O. C. Juntila1, J. Friedman1, D. Cron1, M. Terjimanian1, M. Lindquist1, A. Hammoud1, M. Alameddine1, J. Claflin1, M. Englesbe1, S. Wang1, C. Sonnenday1  1University Of Michigan,Department Of Surgery,Ann Arbor, MI, USA

Introduction:

Risk stratification for surgical procedures is traditionally done using demographic factors, such as: age, BMI, and comorbid disease. Better methods are needed to measure body composition and assess risk in surgical patients with chronic disease. BMI, for example, is limited in describing characteristics associated with diabetes, a chronic disease with profound impact on overall health and surgical outcomes.
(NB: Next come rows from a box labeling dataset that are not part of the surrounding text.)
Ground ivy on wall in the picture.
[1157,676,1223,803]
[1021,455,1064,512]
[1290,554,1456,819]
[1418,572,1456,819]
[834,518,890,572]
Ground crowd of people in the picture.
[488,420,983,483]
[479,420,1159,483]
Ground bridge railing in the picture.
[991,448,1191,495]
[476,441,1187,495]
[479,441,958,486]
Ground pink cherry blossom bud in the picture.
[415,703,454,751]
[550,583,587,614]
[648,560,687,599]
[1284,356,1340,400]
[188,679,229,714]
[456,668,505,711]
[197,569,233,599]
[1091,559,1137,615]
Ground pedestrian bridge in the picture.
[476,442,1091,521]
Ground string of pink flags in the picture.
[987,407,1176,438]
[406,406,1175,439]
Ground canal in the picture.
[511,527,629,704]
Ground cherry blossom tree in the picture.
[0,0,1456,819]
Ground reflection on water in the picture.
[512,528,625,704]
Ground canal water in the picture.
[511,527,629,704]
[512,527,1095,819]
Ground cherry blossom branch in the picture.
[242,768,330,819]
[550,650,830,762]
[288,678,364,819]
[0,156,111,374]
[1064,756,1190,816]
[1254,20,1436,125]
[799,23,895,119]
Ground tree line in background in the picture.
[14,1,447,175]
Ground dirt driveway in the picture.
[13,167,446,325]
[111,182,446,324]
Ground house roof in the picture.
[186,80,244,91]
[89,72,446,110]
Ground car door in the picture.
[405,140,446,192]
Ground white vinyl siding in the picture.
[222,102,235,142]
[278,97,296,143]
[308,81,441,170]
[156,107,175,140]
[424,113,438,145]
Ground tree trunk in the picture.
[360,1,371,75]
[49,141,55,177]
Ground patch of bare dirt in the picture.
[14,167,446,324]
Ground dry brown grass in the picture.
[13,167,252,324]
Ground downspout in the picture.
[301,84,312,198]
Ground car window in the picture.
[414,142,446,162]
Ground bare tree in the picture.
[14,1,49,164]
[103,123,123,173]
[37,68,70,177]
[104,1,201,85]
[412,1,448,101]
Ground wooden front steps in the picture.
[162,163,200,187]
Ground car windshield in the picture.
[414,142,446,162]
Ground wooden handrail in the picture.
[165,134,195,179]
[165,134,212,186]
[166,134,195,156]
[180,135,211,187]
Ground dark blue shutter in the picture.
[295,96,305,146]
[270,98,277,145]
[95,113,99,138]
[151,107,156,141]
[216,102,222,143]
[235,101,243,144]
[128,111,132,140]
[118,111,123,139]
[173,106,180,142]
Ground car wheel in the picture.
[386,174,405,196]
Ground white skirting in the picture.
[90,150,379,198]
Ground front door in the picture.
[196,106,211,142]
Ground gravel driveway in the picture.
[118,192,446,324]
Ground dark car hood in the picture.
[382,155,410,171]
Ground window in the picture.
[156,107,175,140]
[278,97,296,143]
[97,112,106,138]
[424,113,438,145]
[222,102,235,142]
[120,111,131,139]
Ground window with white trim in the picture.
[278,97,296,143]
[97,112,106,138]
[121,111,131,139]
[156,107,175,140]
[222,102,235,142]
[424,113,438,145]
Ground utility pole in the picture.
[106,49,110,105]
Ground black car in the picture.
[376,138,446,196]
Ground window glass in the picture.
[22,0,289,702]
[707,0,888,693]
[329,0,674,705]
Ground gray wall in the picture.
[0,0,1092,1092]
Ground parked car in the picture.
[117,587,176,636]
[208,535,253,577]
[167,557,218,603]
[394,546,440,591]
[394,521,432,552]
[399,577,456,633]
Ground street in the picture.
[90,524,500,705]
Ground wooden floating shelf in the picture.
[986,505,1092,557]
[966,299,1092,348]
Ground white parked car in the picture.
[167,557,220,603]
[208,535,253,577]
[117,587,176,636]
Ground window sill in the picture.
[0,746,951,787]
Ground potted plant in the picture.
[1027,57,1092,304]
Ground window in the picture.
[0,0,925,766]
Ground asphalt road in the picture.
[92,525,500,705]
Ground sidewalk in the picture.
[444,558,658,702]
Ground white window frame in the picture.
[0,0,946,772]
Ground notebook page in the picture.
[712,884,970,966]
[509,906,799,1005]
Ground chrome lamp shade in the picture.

This study aims to use analytic morphomics to describe differences in fat distribution and trunk muscle size among patients with and without diabetes.

 

Methods:
A retrospective cohort study was established using CT scans and associated clinical profiles of trauma patients at the University of Michigan between 2000 and 2013. The visceral fat area and lean psoas area were measured at the L4 level using established analytic morphomic techniques.  Patients were stratified by gender and BMI weight categories: obese (BMI >30 kg/m²), overweight (25<BMI<30 kg/m²), and normal weight (BMI <25 kg/m²). Statistical analysis was performed to determine differences between morphomic measurements within each weight category. 

Results:

We identified 1178 patients (66.7% male) with an overall presence of Type II diabetes of 9.2%. Across all male weight categories diabetics consistently had significantly greater visceral fat area than non-diabetics (obese: P=<0.001, overweight: P=0.074, normal weight: P=<0.001) and displayed significantly smaller lean psoas area when compared to non-diabetics within the same weight category (obese P=0.001, overweight P=<0.001, normal weight P=0.0056). Similarly, female diabetics showed greater visceral fat area (obese P=0.0035, overweight P=0.043, normal weight P=<0.001), and smaller lean psoas area (obese P=0.031, overweight P=0.003, normal weight P=0.18) when compared to non-diabetic females. Figure 1 compares lean psoas and visceral fat areas of diabetic and non-diabetic males across weight categories.

 

Conclusion:

Diabetics have greater visceral fat and smaller lean trunk muscle mass than non-diabetics. Analytic morphomics appears to offer greater characterization of body composition than that offered by BMI. Future study is needed to identify morphomic phenotypes associated with chronic disease and adverse health outcomes.